There’s nothing more exciting to me than making a discovery. I wasn’t at the Toronto International Film Festival when Two of Us made its debut in the fall of 2019. It has played other prestigious festivals, including Los Angeles’ Outfest.…but I finally made it a priority when I read that it is France’s official entry for the Academy Awards this year. Now I’m telling everyone who will listen that it’s a must-see.
Two of Us opens with an intriguing prologue showing two girls playing hide and seek. It’s a visual metaphor that foreshadows a crimp in the longtime, loving relationship between two older women, played by the great German actress Barbara Sukowa and the Comédie Française veteran Martine Chevallier. They plan to run off to Rome to start a new life together, but that requires Chevallier to reveal what she has hidden from her family for twenty years: that she is gay and never loved her husband. She can’t bring herself to say this to her grown daughter and son. Then circumstances intrude and sets the two lovers on an unexpected path.

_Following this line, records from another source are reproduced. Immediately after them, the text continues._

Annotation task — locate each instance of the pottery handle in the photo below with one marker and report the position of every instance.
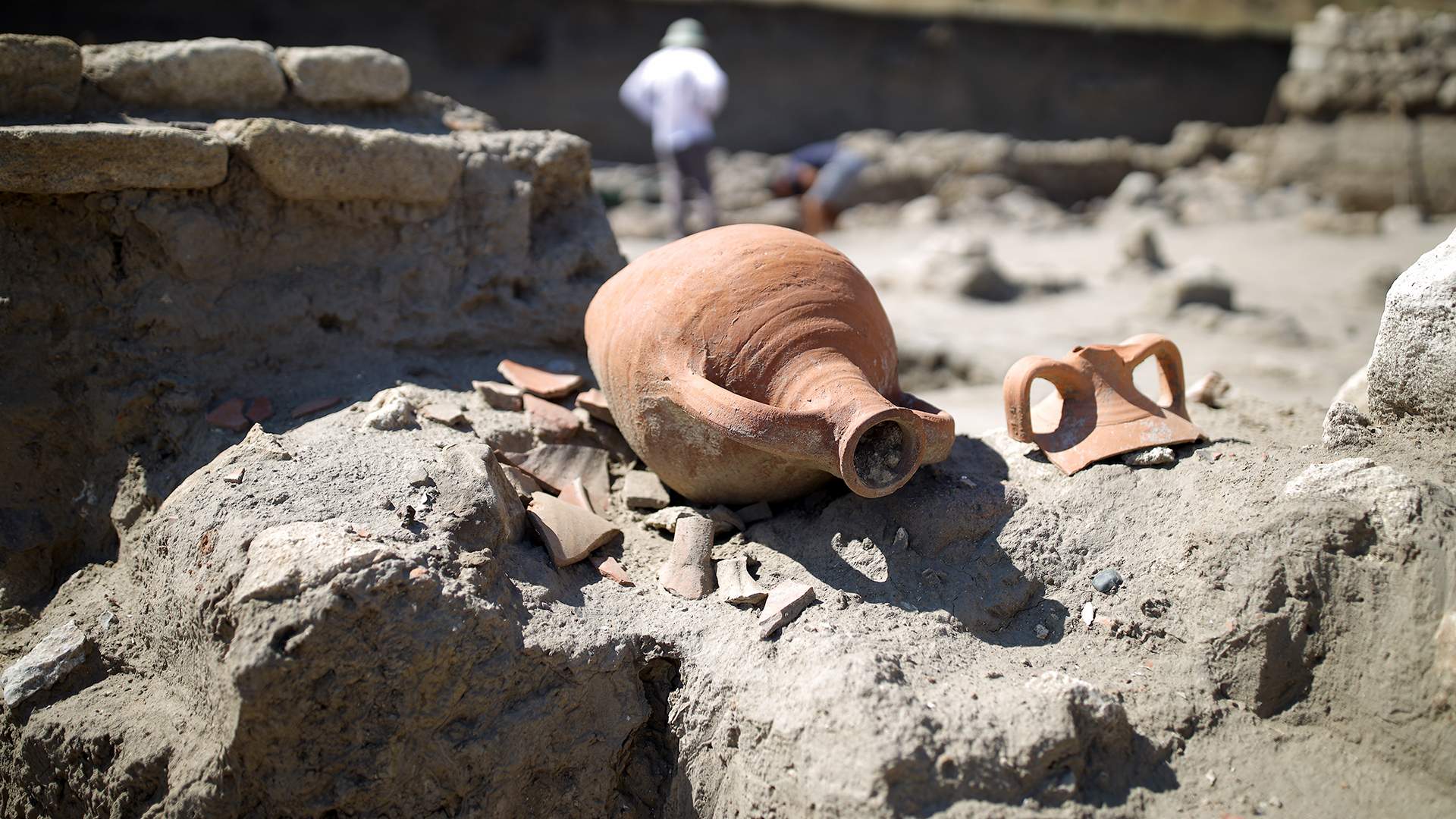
(1169, 368)
(937, 428)
(795, 435)
(1017, 390)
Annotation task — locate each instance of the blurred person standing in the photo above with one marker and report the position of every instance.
(679, 91)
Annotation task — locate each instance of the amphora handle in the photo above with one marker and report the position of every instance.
(1069, 381)
(1169, 368)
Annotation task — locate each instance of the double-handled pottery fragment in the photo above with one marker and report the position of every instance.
(1095, 410)
(755, 363)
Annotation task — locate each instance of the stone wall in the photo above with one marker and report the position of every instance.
(1395, 60)
(150, 270)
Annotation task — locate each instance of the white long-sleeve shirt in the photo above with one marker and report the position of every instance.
(677, 91)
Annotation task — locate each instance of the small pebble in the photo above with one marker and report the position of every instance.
(1153, 457)
(1107, 580)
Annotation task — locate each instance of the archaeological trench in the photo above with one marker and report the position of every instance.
(264, 548)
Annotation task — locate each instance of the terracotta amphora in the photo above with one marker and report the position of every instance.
(755, 363)
(1095, 411)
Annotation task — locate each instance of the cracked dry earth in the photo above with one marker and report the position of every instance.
(286, 646)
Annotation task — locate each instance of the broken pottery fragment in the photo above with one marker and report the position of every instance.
(785, 602)
(541, 382)
(551, 420)
(644, 490)
(570, 532)
(679, 341)
(44, 665)
(689, 569)
(447, 414)
(558, 464)
(1095, 410)
(755, 513)
(500, 395)
(229, 416)
(736, 583)
(596, 404)
(612, 570)
(520, 482)
(1209, 390)
(576, 494)
(316, 406)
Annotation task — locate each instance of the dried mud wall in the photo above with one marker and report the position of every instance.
(797, 74)
(145, 268)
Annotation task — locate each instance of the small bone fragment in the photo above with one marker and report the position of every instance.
(689, 569)
(737, 585)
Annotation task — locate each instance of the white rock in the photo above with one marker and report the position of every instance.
(44, 665)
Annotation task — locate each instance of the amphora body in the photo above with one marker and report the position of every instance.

I can scarcely believe that this is the feature debut for Italian director Filippo Meneghetti, who also co-wrote the screenplay with these great actresses in mind. What’s more, as he has explained, “From the start, I wanted to shoot this love story as if it were a thriller: an eye looking through a peephole, an intruder in the night… The idea was to borrow from the codes of suspense, while reinterpreting them so they sit coherently with the universe of the film.”
It’s that heady mix that makes the film so compelling, the opposite of what one might expect from a story about two older women in love. There is an expository scene in which the camera takes our point of view, over a kitchen range where a steak is sizzling in a pan, and turns it into an almost unbearable Hitchcockian moment of suspense.
Yet much of the film is told in the simplest way possible: on the faces of its two expressive stars.
Two of Us (simply titled Deux in France) was co-written by Malysone Bovorasmy, with additional writing by Florence Vignonand, and photographed by Aurélien Marra. The staging and use of space in the apartment house where the two women share the top floor are ingenious, as is the use of sound. If this is a calling card for Meneghetti I can’t wait to see what he comes up with next.
Two of Us is now available on Video on Demand.